Royal Army Chaplains Dept Cap Badge
Royal Army Chaplains Dept Cap Badge

Cecil Daybell is one of the men named on the Bottesford ‘church list’ of WW1 Servicemen.

Family background

Cecil Norris Daybell was born on the 30th September, 1881, in Bottesford, the youngest child of farmer William Richmond Daybell (born 1839, in Bottesford) and Mary Whitehall Daybell (neé Barrand, born 1849 in Bottesford, daughter of William Barrand). Daybell’s Farm was located by Bottesford parish church, known today as Church Farm, Church Lane, recently converted into a private residence.

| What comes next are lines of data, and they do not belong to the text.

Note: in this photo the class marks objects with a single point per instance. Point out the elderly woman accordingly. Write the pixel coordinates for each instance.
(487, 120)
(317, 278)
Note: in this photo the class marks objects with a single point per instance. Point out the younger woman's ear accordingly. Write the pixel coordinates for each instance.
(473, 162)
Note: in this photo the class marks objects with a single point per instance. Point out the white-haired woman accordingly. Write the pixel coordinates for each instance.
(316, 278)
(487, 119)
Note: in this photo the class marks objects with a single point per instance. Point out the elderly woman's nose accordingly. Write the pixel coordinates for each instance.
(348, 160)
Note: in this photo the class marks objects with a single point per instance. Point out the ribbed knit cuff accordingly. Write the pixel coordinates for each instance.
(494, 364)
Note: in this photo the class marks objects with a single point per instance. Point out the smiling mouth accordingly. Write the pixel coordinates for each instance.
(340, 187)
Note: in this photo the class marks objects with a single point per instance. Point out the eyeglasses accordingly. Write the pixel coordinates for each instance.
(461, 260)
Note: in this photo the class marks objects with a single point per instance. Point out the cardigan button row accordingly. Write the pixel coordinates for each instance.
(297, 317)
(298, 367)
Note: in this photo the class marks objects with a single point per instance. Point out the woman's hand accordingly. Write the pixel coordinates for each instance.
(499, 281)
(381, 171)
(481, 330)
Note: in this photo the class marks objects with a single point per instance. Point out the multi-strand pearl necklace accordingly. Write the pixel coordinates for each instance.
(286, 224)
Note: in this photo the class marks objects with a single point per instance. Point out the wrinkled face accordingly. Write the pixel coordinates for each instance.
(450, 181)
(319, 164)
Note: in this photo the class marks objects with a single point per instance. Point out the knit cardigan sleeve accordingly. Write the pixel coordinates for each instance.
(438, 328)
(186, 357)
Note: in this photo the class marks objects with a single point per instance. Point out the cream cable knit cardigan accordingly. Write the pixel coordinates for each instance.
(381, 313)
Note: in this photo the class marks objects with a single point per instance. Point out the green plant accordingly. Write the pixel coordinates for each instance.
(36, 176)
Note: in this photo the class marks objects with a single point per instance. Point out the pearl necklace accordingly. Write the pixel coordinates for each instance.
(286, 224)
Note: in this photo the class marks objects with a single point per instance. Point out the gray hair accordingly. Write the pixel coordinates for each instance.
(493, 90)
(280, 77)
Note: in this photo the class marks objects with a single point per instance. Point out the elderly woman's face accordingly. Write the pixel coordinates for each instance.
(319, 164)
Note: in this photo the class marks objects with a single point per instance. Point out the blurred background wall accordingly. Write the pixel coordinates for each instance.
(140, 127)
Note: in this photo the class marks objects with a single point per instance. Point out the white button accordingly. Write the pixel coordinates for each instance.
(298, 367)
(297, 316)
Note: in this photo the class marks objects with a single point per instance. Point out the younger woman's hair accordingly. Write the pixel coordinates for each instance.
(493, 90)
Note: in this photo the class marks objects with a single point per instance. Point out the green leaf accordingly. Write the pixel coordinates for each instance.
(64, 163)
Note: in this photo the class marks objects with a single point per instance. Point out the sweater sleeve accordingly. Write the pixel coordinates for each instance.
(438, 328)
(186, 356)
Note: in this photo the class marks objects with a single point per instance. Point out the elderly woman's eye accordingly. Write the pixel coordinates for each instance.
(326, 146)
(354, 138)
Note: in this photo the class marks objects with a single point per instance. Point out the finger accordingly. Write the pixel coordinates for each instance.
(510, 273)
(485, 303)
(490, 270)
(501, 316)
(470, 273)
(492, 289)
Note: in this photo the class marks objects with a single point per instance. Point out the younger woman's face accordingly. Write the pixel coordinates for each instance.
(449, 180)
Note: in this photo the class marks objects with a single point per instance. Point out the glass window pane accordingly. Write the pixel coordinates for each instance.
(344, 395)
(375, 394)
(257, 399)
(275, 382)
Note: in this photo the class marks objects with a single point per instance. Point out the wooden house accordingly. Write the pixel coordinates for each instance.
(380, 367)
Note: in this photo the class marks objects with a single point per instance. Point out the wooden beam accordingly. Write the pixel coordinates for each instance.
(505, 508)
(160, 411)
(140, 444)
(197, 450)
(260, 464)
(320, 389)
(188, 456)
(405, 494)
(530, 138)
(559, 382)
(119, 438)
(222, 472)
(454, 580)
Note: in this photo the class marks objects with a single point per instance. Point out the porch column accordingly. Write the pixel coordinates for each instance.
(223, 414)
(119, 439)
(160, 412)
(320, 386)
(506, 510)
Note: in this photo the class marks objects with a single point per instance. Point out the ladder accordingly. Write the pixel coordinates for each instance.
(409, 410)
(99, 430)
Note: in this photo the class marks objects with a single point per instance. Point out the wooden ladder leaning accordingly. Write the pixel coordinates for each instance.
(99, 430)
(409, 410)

In 1891 there were five children at the farm, William B. (born 1871, farmer’s son), Arthur R. (born 1873, a hosiery apprentice), Herber E. (born 1875), Emily W. (born 1878) and Cecil N. (born in 1881).

In 1901, nineteen year old Cecil had left home and moved to Leicester, where he had become an apprentice, living in a boarding house at 26 Princess St. The census recorded that there were some 17 boarders living there, all young men, some employed as drapers’ clerks, the others as ‘assistants’ and apprentices (not necessarily all in the drapery trade). However, by the date of the 1911 census, Cecil Norris Daybell had found his vocation and become a theology student. He had returned in Bottesford and was living with his parents at 9 The Green, Bottesford, his father having retired and left the farm. He married Kate Atkins late in 1914, at St Andrew’s, Leicester. She was born on the 12th June 1881, at Raunds, Northamptonshire.

Service record

Cecil Daybell became a Chaplain in the British Army, joining them in France in January 1918. On the 15th February, 1918, the headmaster of Bottesford Village School, Victor Collett, recorded in the school log book that, “The Rev. Cecil Daybell (another old scholar) is now serving in France as a chaplain to the Forces.” He was awarded the Victory Medal and the British Medal. His service record (Forces War Records website) gives his rank as ‘Reverend’, and adds that he was a  Temporary Chaplain to the Forces 4th Class, Church of England.

After the end of the war

Cecil and Kate lived for some years at 20, Lancaster Rd, South Leicester, then in 1927 Cecil became the vicar of Whetstone, a village to the south of Leicester, where his address at The Vicarage was recorded in Kelly’s Directory of 1928. They were still at Whetsone Vicarage according to the Register of 1939.

Cecil Norris Daybell died in December 1967 in the Melton Mowbray district, aged 86.